In this project, random forest (RF) based methods, which have been shown to be very robust when applied to real SERS data, will be adapted and used for the analysis of model data obtained under well-defined experimental conditions. The complexity of the systems that are analyzed here will be increased step-wise from individual molecular components such as building blocks of lipid membranes or a drug molecule, over the combination of two components, to the complex environment of an endolysosomal vesicle inside cultured cells. The RF analysis will be established in such a way that it can serve three different purposes: (i) the selection of important spectral features for direct structural interpretation, (ii) the identification of co-occurring spectral features to analyze the interaction of different molecules, and (iii) the integration of a priori knowledge from previous experiments, including those conducted with respective other models in this project.

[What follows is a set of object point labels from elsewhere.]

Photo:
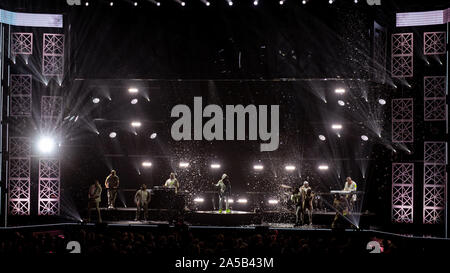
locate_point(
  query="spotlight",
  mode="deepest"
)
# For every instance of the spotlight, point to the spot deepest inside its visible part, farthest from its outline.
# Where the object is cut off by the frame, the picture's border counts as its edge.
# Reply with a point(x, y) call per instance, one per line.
point(136, 124)
point(133, 90)
point(289, 168)
point(183, 164)
point(146, 164)
point(258, 167)
point(46, 144)
point(336, 126)
point(339, 90)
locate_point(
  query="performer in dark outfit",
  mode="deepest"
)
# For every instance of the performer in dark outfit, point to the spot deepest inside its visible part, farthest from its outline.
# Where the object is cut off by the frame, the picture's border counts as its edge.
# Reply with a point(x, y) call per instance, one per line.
point(112, 186)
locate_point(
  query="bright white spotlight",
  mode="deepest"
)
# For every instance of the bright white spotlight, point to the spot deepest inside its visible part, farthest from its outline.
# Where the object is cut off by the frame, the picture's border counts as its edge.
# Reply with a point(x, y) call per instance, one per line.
point(136, 124)
point(183, 164)
point(258, 167)
point(146, 164)
point(289, 168)
point(46, 145)
point(133, 90)
point(339, 90)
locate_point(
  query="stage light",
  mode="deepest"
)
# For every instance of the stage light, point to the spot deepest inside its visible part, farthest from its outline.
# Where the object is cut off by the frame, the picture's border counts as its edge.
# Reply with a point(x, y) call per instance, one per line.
point(146, 164)
point(133, 90)
point(289, 168)
point(136, 124)
point(183, 164)
point(339, 90)
point(198, 200)
point(258, 167)
point(336, 126)
point(46, 145)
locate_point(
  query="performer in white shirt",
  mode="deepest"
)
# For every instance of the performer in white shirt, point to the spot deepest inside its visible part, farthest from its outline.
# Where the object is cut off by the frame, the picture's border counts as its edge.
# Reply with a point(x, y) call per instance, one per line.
point(172, 182)
point(350, 186)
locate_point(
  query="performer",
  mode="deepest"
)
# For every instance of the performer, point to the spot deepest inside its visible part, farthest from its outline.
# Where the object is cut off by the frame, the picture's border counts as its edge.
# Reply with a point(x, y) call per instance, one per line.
point(350, 186)
point(307, 206)
point(112, 186)
point(172, 182)
point(224, 192)
point(94, 195)
point(142, 199)
point(296, 198)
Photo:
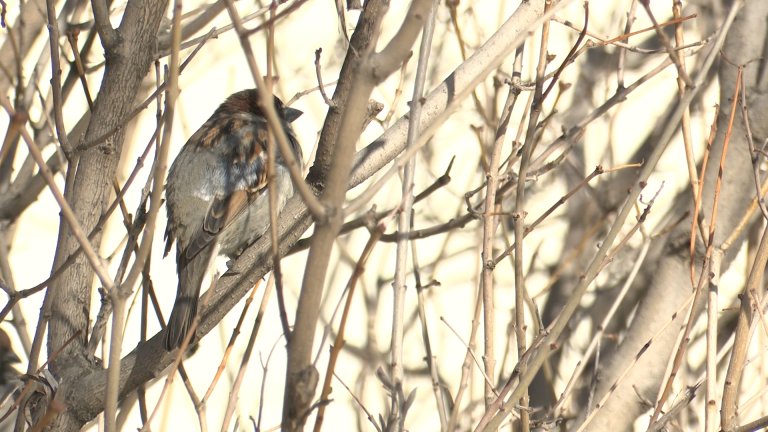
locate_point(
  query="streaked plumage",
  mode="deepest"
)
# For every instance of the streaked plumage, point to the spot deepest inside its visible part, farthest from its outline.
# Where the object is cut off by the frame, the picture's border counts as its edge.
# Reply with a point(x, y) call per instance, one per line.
point(216, 193)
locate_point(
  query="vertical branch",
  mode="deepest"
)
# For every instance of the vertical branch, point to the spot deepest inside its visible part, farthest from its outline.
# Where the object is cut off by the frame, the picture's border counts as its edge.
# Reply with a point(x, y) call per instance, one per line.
point(301, 376)
point(404, 222)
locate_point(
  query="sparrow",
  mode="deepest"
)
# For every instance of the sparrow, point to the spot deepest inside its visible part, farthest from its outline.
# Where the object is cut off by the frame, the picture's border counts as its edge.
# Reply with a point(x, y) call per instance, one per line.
point(216, 195)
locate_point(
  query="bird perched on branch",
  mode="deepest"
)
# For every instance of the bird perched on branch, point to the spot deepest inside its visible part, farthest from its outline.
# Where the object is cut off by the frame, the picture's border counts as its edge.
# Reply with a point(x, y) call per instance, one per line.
point(217, 194)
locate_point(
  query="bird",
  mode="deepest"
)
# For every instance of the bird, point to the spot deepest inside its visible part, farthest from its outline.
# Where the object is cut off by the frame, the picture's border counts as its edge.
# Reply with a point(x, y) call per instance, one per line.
point(216, 194)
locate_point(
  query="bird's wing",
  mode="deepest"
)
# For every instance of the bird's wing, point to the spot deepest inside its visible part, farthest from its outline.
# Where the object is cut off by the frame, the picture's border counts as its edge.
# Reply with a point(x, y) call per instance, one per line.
point(247, 148)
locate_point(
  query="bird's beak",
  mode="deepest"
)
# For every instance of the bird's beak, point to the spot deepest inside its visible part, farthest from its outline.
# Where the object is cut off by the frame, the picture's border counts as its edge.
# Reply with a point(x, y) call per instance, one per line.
point(291, 114)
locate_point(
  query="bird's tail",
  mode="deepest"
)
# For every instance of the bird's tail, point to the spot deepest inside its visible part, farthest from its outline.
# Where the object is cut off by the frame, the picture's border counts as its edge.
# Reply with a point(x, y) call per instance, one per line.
point(185, 308)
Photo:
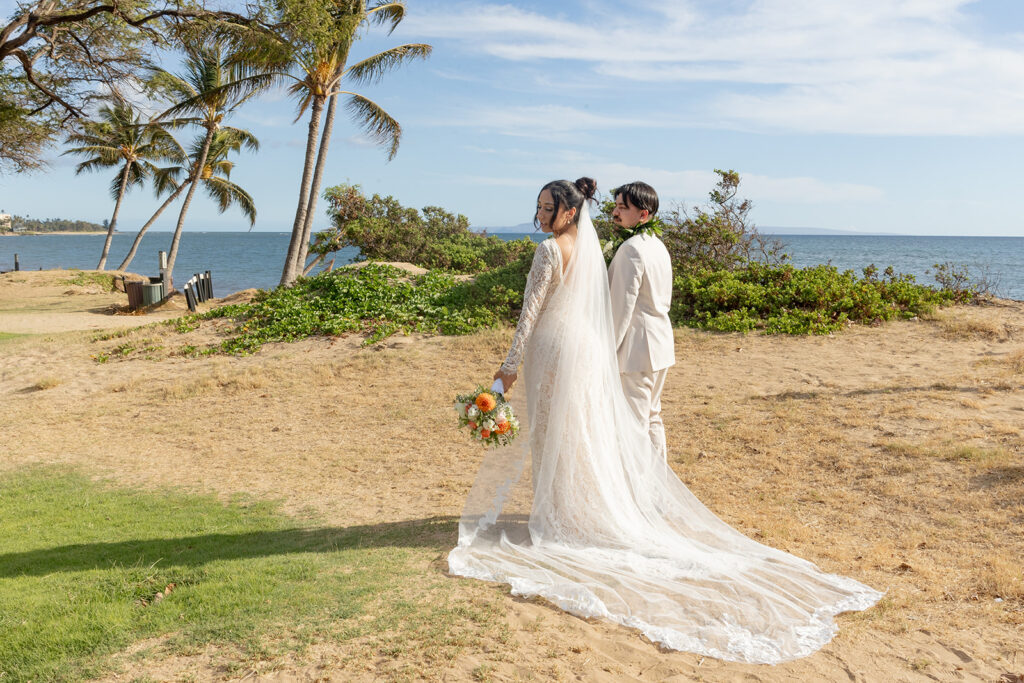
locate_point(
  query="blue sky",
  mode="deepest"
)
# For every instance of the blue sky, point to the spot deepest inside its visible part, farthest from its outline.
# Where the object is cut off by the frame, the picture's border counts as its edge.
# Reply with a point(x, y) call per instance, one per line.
point(877, 116)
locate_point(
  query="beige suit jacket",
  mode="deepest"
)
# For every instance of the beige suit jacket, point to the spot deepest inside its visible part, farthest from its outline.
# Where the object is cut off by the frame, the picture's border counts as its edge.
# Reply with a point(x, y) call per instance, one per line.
point(640, 279)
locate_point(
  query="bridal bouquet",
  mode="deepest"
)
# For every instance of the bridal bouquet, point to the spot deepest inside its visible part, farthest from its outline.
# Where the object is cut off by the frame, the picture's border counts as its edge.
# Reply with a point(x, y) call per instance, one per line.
point(488, 417)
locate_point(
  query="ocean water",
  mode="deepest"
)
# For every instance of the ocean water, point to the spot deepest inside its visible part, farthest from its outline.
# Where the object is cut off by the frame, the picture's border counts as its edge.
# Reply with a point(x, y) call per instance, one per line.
point(241, 260)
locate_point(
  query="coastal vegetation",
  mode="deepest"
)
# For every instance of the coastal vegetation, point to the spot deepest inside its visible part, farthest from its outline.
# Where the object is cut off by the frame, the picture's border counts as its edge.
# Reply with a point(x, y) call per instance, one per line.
point(119, 138)
point(318, 38)
point(27, 224)
point(59, 60)
point(727, 278)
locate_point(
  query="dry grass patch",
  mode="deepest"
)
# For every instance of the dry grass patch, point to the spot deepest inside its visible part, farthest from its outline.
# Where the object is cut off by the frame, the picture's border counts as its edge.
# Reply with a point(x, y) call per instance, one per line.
point(47, 382)
point(836, 450)
point(960, 326)
point(1015, 360)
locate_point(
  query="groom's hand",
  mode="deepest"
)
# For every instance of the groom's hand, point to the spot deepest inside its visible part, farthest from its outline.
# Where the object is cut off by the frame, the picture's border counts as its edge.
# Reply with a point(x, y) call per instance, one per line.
point(508, 379)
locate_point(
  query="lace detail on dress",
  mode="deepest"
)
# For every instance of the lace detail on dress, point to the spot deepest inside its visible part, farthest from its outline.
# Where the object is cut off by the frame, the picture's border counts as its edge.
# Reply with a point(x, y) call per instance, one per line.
point(547, 268)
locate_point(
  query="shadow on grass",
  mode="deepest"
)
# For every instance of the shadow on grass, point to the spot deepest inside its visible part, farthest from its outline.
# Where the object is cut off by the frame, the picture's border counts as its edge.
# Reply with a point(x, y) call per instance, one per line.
point(436, 532)
point(998, 476)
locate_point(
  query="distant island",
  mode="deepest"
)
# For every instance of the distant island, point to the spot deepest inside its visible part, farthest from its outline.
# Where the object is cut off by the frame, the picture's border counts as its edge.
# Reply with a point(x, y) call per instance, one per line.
point(24, 225)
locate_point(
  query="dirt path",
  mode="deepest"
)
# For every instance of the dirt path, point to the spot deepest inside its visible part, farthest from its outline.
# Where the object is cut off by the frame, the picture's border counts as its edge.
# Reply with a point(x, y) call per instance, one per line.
point(893, 455)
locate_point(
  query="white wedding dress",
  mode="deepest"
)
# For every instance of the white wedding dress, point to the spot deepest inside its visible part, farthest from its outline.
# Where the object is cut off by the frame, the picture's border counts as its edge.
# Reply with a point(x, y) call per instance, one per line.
point(599, 524)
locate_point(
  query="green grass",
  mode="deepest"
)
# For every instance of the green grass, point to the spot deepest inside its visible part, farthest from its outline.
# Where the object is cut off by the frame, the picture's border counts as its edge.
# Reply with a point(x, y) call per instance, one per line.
point(83, 279)
point(10, 336)
point(82, 563)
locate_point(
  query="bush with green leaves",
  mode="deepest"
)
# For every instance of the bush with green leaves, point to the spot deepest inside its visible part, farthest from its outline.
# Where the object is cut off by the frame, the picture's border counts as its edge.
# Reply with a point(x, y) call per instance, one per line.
point(783, 299)
point(377, 299)
point(385, 230)
point(719, 236)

The development of such a multi-purpose framework will rely on the different degrees of complexity of the SERS experiments as well as on a set of experimental conditions that are defined and modified in a systematic way. As a further aspect, simulated data that are specifically generated to imitate the impact of a particular experimental condition will be compared with actual experiments in an iterative fashion. The successful completion of this project will mark an important step towards utilizing SERS for the structural characterization of well-defined biophysical models as well as of molecules in complex biological systems.

This project is funded by the DFG under project number 511107129 and is worked on by Florian Gärber in cooperation with the research group of Janina Kneipp at the Humboldt University Berlin.